1970, Vietnam War Protests:
Anti-Vietnam War protests reached their zenith in the spring of 1970 when the ROTC offices and classrooms in Rowan Hall were occupied in a sit-in on April 15. After the Kent State shootings in May, 720 American universities closed. Miami was one of them. We closed for a week. When we reopened, it was with a plan for pass or fail grades to replace letter grades for students who opted for that alternative.
It was something you lived day by day, night by night. We had students from campuses that were closed coming to our campus, camping out in tent cities at the edge of campus, north and south. Many of them from Antioch College, and they were out to close other schools.
We had seven fires one night on campus. I received a number of death threats, and I even had a Molotov cocktail left on the front porch of Lewis Place.
It was a very difficult time, but I would say that we had a lot of cooperation from students and faculty.
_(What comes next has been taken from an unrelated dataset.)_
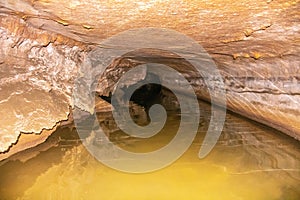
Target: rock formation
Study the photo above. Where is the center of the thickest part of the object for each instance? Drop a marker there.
(255, 45)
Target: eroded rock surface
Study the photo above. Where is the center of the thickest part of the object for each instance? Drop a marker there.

We closed and when we reopened, we had 930 students with the faculty standing guard in our buildings so if any fires did break out, we could get an almost instantaneous response.
Their objective at Miami was to close down the ROTC and the Air Force and the Navy as a military presence on the campus, and my argument was … far better to have the military on a civilian campus where they’re interacting with students with varying opinions day after day than to put them exclusively in a West Point or Annapolis or out in Colorado, the Air Force Academy, where all they do is talk to each other.
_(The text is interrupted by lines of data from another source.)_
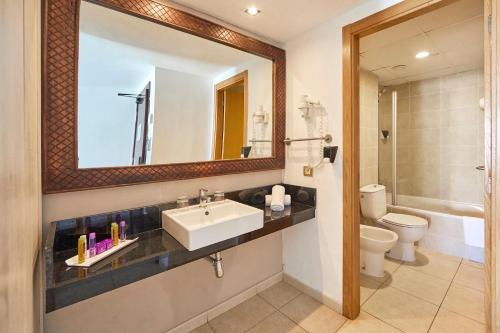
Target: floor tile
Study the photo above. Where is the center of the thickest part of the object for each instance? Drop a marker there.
(465, 301)
(435, 264)
(279, 294)
(401, 310)
(366, 323)
(470, 276)
(421, 285)
(203, 329)
(390, 265)
(277, 323)
(447, 321)
(312, 316)
(243, 316)
(367, 287)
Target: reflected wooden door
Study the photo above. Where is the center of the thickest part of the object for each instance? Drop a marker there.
(230, 117)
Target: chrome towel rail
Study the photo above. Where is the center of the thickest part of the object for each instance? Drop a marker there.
(327, 138)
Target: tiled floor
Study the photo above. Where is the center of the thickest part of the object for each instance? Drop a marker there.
(438, 293)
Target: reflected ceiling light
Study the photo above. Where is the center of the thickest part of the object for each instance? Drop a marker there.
(399, 67)
(252, 11)
(422, 54)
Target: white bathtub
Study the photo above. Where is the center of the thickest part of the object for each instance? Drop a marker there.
(446, 225)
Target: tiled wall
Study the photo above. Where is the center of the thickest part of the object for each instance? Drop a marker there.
(439, 140)
(368, 93)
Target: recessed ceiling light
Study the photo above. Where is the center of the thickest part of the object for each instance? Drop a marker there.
(422, 54)
(252, 11)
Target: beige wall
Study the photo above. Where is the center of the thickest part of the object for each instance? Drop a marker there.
(369, 134)
(163, 301)
(20, 161)
(440, 138)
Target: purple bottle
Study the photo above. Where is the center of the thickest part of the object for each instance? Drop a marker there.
(123, 234)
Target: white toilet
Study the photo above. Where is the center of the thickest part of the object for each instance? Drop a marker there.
(374, 243)
(408, 227)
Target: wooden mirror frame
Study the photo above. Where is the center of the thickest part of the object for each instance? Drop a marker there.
(60, 90)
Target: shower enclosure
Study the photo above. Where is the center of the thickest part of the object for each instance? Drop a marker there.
(429, 160)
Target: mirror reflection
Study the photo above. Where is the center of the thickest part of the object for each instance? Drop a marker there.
(149, 94)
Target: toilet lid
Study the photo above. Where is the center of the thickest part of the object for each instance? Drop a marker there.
(404, 220)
The flush-in was one of the events that spring. The flush-in was a terrible, terrible experience. Never forget Bill Beck calling when they had the flush-in. He said, “Dr. Shriver”… he always called me Phil, but this time Dr. Shriver … “the water in my basement is up to the piano keys.” That water was suddenly dumped on the town. When they all flushed, it had to go somewhere, pipes couldn’t carry it away. And the town immediately reacted. “This has gone far enough.” Enough is enough, so it boomeranged.
After that experience in the spring of ’70, we moved the ROTC down to Millett Hall. It was no longer in the center of the campus and not quite as visible as it had been before.